L’association écologiste Zero a averti aujourd’hui que l’irrigation collective d’Alqueva a contribué à « l’effondrement » de la biodiversité, avec la disparition des populations de l’espèce menacée de la flore ‘Linaria ricardoi’ et la destruction des étangs méditerranéens temporaires.

L’alerte de l’association Zero apparaît dans un communiqué à l’occasion de la journée internationale de la biodiversité qui est célébrée aujourd’hui.

«La biodiversité dans la zone d’influence de l’entreprise polyvalente Alqueva (EFMA) montre des signes clairs d’effondrement, une catastrophe annoncée à l’avance qui a été et continue d’être sous-évaluée dans les processus d’évaluation de l’impact sur l’environnement (EIE) et dans la gestion propre de l’irrigation », explique l’association.

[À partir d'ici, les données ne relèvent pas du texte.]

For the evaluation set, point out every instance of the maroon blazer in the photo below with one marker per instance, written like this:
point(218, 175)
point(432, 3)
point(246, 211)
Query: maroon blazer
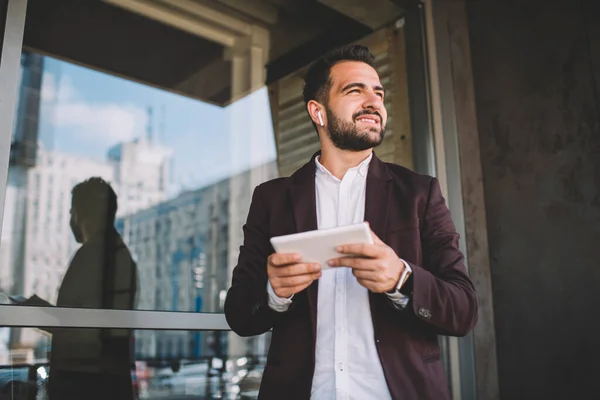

L’association considère que, « compte tenu de l’ampleur des dommages environnementaux causés et de la connaissance préalable de ces impacts difficiles à atténuer », il pourrait s’agir d’un « écocide ».

Le linaria-dos-olivais (‘Linaria ricardoi’) est une espèce protégée et classée prioritaire.

L’association ajoute qu’un suivi est en cours, mais « les mesures de protection efficace de l’espèce ne sont pas mises en place, et les systèmes agricoles dynamisés par Alqueva se sont révélés incompatibles avec la préservation de l’espèce ».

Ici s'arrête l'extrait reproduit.